JSON in canonical form:

  1. MUST be encoded in VALID UTF-8. A document with invalid character encoding will be rejected.
  2. MUST NOT include insignificant whitespace.
  3. MUST order the attributes of objects lexicographically by the UCS (Unicode Character Set) code points of their names.
  4. MUST remove attributes from objects whose value is null.
  5. MUST NOT remove null values from arrays.
  6. MUST represent integer numbers, those with a zero-valued fractional part, WITHOUT:
    1. a leading minus sign when the value is zero,
    2. a decimal point,
    3. an exponent, thus limiting numbers to 64 bits, and
    4. insignificant leading zeroes, as already required by JSON.
  7. MUST represent floating point numbers in exponential notation, INCLUDING:
    1. a nonzero single-digit part to the left of the decimal point,
    2. a nonempty fractional part to the right of the decimal point,
    3. no trailing zeroes to right of the decimal point except to comply with the previous point,
    4. a capital E for the exponent indicator,
    5. no plus sign in the mantissa nor exponent, and
    6. no insignificant leading zeros in the exponent.
  8. MUST represent all strings, including object attribute keys, in their minimal length UTF-8 encoding:
    1. using two-character escape sequences where possible for characters that require escaping, specifically:
      • \" U+0022 Quotation Mark
      • \\ U+005C Reverse Solidus (backslash)
      • \b U+0008 Backspace
      • U+0009 Character Tabulation (tab)
      • U+000A Line Feed (newline)
      • \f U+000C Form Feed
      • U+000D Carriage Return
    2. using six-character \u00XX uppercase hexadecimal escape sequences for control characters that require escaping but lack a two-character sequence described previously, and
    3. reject any string containing invalid encoding.

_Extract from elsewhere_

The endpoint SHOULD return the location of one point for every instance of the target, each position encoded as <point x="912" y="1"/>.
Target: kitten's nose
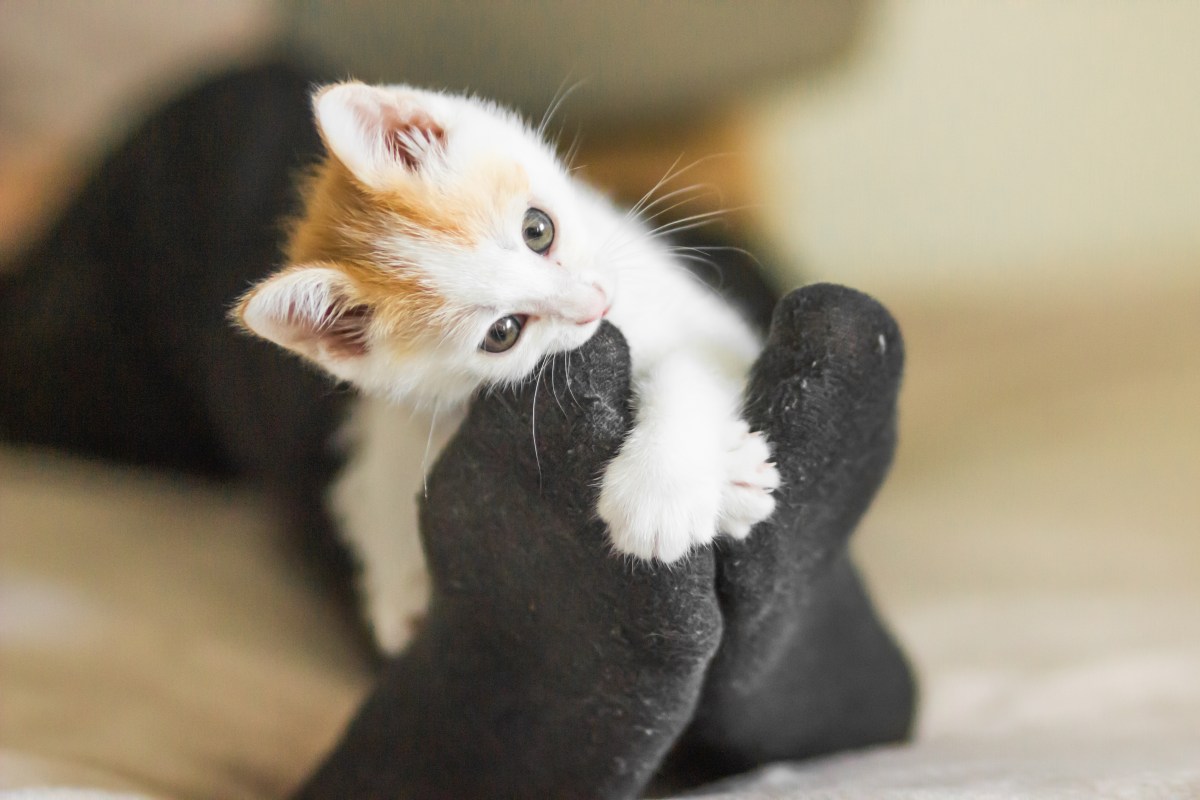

The GOBL JSON c14n package has been designed to operate using any raw JSON source and uses the Go encoding/json library’s streaming methods to parse and recreate a document in memory. A simplified object model is used to map JSON structures ready to be converted into canonical JSON.

Usage Example

package main

import (
  "fmt"
  "strings"

  "github.com/invopop/gobl/c14n"
)

func main() {
  d := `{ "foo":"bar", "c": 123.4, "a": 56, "b": 0.0, "y":null}`
  r := strings.NewReader(d)
  res, err := c14n.CanonicalJSON(r)
  if err != nil {
    panic(err.Error())
  }
  fmt.Printf("Result: %v\n", string(res))
  // Output: {"a":56,"b":0.0E0,"c":1.234E2,"foo":"bar"}
}

Prior Art

This specification and implementation is based on the gibson042 canonicaljson specification with simplifications concerning invalid UTF-8 characters, null values in objects, and a reference implementation that is more explicit making it potentially easier to be recreated in other programming languages.

The gibson042 specification is in turn based on the now expired JSON Canonical Form internet draft which lacks clarity on the handling of integer numbers, is missing details on escape sequences, and doesn’t consider invalid UTF-8 characters.

Canonical representation of floats is consistent with XML Schema 2, section 3.2.4.2, and expects integer numbers without an exponential component as defined in RFC 7638 - JSON Web Key Thumbprint.